Second agent. Okay. let’s talk about your gut and listening to it. Getting an agent is about creating a relationship. Many authors at the conference spoke of it being like a marriage. You spend lots of time working with your agent, giving them your heart and soul book-babies. You get that book out into the world together. You have to have trust them. You might not be friends in the beginning, but you do have to like this person. This is why the agent panel before pitching is super important. It gives you s sense of who they are. And I had a sense of who this second agent was. Not really a good fit for me. BUT, she’s got huge clients and an impressive track record. That’s great, but there wasn’t any chemistry between us and I knew that going in. And tried anyway. Let’s put it this way, you know how you know that a person is attractive but definitely not your type and that it wouldn’t work.? That’s how I felt, but I ignored it.
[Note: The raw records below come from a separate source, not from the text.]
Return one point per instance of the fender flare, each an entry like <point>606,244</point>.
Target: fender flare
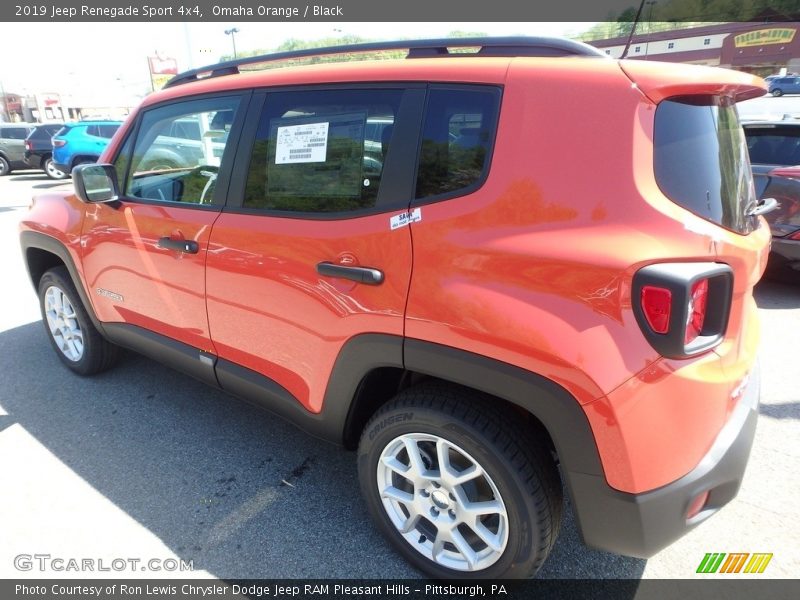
<point>40,241</point>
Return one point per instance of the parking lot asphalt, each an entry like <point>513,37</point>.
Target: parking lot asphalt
<point>144,463</point>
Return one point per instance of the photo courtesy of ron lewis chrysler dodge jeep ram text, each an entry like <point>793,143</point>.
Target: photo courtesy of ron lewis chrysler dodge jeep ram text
<point>496,274</point>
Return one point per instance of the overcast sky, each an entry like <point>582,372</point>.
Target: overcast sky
<point>42,57</point>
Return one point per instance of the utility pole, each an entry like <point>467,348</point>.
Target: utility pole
<point>649,27</point>
<point>5,102</point>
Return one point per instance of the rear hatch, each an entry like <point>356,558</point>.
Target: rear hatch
<point>701,163</point>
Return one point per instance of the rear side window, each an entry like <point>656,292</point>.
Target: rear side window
<point>44,132</point>
<point>457,139</point>
<point>14,133</point>
<point>321,151</point>
<point>701,160</point>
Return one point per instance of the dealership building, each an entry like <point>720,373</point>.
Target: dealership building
<point>760,48</point>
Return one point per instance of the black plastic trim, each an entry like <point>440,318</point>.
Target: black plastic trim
<point>366,275</point>
<point>358,357</point>
<point>177,355</point>
<point>557,409</point>
<point>642,524</point>
<point>501,46</point>
<point>678,278</point>
<point>185,246</point>
<point>40,241</point>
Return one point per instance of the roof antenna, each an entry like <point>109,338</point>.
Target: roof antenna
<point>633,29</point>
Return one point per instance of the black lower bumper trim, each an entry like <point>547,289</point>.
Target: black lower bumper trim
<point>642,524</point>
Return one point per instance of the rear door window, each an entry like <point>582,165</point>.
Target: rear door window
<point>15,133</point>
<point>322,151</point>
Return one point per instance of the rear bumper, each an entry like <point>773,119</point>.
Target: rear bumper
<point>642,524</point>
<point>785,253</point>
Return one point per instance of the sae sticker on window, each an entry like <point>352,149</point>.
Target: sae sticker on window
<point>405,218</point>
<point>301,143</point>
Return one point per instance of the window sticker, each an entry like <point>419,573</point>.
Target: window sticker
<point>301,143</point>
<point>405,218</point>
<point>339,171</point>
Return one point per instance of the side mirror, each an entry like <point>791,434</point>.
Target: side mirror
<point>96,183</point>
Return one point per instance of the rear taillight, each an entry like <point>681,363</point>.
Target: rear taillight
<point>698,301</point>
<point>657,304</point>
<point>683,308</point>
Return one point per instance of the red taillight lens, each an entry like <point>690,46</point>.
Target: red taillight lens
<point>697,310</point>
<point>656,305</point>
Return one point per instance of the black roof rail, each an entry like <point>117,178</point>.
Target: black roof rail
<point>497,46</point>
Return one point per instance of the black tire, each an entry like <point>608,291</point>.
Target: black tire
<point>518,465</point>
<point>51,171</point>
<point>97,353</point>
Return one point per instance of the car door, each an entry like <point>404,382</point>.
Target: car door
<point>144,256</point>
<point>311,251</point>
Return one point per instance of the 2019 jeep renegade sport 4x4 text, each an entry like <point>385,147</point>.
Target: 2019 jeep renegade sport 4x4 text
<point>496,275</point>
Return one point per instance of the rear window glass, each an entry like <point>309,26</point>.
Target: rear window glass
<point>701,160</point>
<point>773,146</point>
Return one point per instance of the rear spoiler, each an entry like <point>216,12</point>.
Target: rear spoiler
<point>659,81</point>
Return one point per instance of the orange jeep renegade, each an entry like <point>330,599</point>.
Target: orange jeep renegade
<point>498,273</point>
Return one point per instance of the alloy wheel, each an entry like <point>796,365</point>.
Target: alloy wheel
<point>442,502</point>
<point>63,323</point>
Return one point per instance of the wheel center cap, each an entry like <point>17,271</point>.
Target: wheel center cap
<point>440,499</point>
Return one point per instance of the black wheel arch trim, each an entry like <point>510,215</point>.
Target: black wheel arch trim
<point>40,241</point>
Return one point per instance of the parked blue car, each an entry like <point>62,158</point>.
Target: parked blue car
<point>784,85</point>
<point>82,142</point>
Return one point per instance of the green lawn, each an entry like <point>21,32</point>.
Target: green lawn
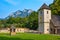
<point>28,36</point>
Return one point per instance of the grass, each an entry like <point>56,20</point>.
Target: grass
<point>28,36</point>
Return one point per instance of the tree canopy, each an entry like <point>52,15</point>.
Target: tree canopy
<point>55,7</point>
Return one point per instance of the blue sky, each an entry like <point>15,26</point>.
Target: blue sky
<point>9,6</point>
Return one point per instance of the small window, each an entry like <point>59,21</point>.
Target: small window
<point>47,12</point>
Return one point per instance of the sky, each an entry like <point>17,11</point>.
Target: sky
<point>9,6</point>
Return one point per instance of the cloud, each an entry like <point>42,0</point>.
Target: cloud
<point>13,2</point>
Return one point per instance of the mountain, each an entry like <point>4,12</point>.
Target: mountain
<point>19,13</point>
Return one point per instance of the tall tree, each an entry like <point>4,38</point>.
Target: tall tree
<point>55,7</point>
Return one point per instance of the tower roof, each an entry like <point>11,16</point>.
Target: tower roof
<point>44,6</point>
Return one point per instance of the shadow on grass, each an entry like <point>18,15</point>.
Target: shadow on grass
<point>8,38</point>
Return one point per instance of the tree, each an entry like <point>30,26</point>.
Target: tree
<point>55,7</point>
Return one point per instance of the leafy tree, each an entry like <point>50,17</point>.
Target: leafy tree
<point>55,7</point>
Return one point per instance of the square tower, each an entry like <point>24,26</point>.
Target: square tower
<point>44,19</point>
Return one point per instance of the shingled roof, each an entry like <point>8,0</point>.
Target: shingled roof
<point>44,6</point>
<point>55,20</point>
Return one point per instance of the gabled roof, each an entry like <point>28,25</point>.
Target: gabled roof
<point>44,6</point>
<point>55,20</point>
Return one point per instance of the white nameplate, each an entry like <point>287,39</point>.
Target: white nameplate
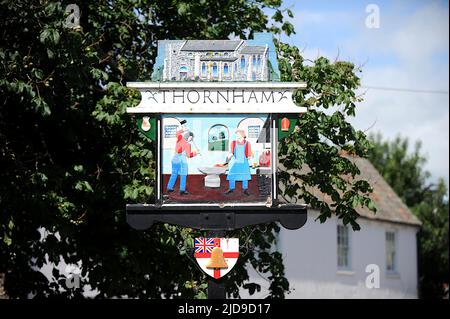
<point>216,97</point>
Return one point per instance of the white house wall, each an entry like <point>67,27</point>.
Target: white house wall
<point>310,258</point>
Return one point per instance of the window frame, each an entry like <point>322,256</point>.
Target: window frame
<point>348,265</point>
<point>394,269</point>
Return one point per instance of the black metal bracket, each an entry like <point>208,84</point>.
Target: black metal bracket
<point>143,216</point>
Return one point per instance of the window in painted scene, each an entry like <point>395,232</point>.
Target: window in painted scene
<point>218,138</point>
<point>170,130</point>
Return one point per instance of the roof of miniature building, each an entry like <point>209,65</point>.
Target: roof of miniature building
<point>218,58</point>
<point>253,49</point>
<point>211,45</point>
<point>390,207</point>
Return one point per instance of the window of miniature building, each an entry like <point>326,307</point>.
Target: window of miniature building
<point>218,138</point>
<point>203,68</point>
<point>215,70</point>
<point>183,72</point>
<point>225,69</point>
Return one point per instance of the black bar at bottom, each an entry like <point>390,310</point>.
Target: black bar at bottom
<point>143,216</point>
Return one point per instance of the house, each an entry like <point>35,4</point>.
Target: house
<point>331,261</point>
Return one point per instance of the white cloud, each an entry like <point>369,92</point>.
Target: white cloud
<point>408,51</point>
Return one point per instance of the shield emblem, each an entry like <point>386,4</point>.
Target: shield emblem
<point>216,256</point>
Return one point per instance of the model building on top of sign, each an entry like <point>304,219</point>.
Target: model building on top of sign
<point>216,159</point>
<point>217,60</point>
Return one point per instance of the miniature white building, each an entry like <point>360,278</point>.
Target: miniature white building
<point>215,60</point>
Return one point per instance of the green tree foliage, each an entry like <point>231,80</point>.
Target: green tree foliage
<point>71,158</point>
<point>404,171</point>
<point>321,138</point>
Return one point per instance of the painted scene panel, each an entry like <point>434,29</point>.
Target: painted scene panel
<point>216,158</point>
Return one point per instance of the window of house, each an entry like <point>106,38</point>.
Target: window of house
<point>215,70</point>
<point>343,247</point>
<point>218,138</point>
<point>170,131</point>
<point>391,265</point>
<point>253,131</point>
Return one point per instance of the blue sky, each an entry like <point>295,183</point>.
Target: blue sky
<point>410,50</point>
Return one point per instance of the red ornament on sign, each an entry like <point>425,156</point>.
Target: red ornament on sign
<point>285,124</point>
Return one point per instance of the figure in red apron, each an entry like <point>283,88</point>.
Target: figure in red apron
<point>241,151</point>
<point>179,160</point>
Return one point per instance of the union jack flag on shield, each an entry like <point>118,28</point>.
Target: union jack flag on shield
<point>228,254</point>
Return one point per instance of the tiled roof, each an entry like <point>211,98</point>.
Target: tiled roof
<point>253,49</point>
<point>390,207</point>
<point>210,45</point>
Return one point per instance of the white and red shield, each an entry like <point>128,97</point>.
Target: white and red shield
<point>202,253</point>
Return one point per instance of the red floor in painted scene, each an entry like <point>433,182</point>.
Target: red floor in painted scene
<point>200,193</point>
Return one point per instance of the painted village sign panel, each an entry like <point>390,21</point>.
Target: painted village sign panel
<point>216,110</point>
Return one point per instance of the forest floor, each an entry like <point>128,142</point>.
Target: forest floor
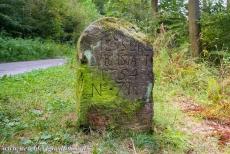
<point>208,136</point>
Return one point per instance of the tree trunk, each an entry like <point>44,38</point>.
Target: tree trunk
<point>154,7</point>
<point>228,4</point>
<point>205,5</point>
<point>194,27</point>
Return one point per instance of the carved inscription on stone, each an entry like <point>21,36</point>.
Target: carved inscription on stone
<point>126,60</point>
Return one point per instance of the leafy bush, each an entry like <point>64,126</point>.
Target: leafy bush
<point>19,49</point>
<point>60,20</point>
<point>216,34</point>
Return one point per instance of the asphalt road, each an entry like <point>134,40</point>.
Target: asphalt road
<point>27,66</point>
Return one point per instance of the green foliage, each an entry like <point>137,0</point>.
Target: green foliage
<point>216,35</point>
<point>37,113</point>
<point>19,49</point>
<point>127,9</point>
<point>214,90</point>
<point>61,20</point>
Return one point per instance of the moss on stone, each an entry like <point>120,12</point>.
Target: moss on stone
<point>117,109</point>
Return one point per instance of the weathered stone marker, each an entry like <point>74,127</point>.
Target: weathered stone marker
<point>115,76</point>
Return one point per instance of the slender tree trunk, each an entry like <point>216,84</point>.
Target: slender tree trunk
<point>205,5</point>
<point>228,4</point>
<point>194,27</point>
<point>154,7</point>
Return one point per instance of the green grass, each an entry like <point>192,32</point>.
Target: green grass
<point>39,108</point>
<point>18,49</point>
<point>35,107</point>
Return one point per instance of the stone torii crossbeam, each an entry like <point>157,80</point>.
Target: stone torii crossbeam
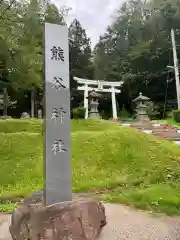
<point>99,86</point>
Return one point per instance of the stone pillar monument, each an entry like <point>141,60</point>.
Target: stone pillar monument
<point>141,108</point>
<point>94,103</point>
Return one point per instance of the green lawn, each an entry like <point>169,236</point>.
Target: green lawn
<point>135,168</point>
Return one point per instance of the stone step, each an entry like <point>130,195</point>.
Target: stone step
<point>156,131</point>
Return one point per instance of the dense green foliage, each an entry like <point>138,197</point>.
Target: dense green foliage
<point>129,166</point>
<point>135,48</point>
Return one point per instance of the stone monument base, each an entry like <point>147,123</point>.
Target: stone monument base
<point>80,219</point>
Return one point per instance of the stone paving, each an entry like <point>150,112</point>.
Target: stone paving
<point>125,223</point>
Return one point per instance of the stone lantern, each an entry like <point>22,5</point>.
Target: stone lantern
<point>141,108</point>
<point>94,103</point>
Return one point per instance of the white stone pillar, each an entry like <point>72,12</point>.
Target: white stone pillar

It’s something to think about.
So. the second agent was bored straight out the gate. Remember how I said the last day might not be the best idea? Well, I knew she would say no the second my ass hit the chair. How to put this, four minutes felt like a very long time. She had some thoughts. They were spot on and delivered in a condescending, rip the band aid off sort of way. It think it was kindly meant and I can take criticism. I’m going to chalk that up to her having a long day and me bungling my pitch (remember what I said about outlining the stakes?), whatever. I’m telling you this not to judge this particular agent, but to let you know that while I had two sunny, shining, interested souls, there will be the possibility that the next agent you talk to will not be receptive AT ALL. And that isn’t your fault.
You still have to listen to them. I used my four minutes with her to ask what I’d done wrong, what I could do better. And while her tone was distant and, well, bored, I took a minute after we talked to process and she wasn’t wrong. At least, not about the important parts.
All of the people I ran into were open and helpful and wanted so much to share and pull you along. The authors who did panels answered endless questions to help us out. They gave tons of advice. Candid advice that was honest and dove deep. Don’t believe for a second that I want you to leave this post thinking, I won’t pitch, that one agent sounds scary.
Because I don’t want you to quit.
Pitching in person is tough and makes you think about your story in ways you hadn’t. It puts your book baby in front of a complete stranger who will look you in the eye and say no. And there is nothing you can do about it. Except. Go back, rethink, try another agent. Try again. The craft of writing and pitching is throwing yourself against the rocks and getting stronger, beating out all the extra crap until you find and refine your story down to its most essential.
If you get a chance to pitch an agent in person it will terrify you.
But you should absolutely do it. Because remember, the agents and editors, they need us. They need our stories to do what they do. Never forget that.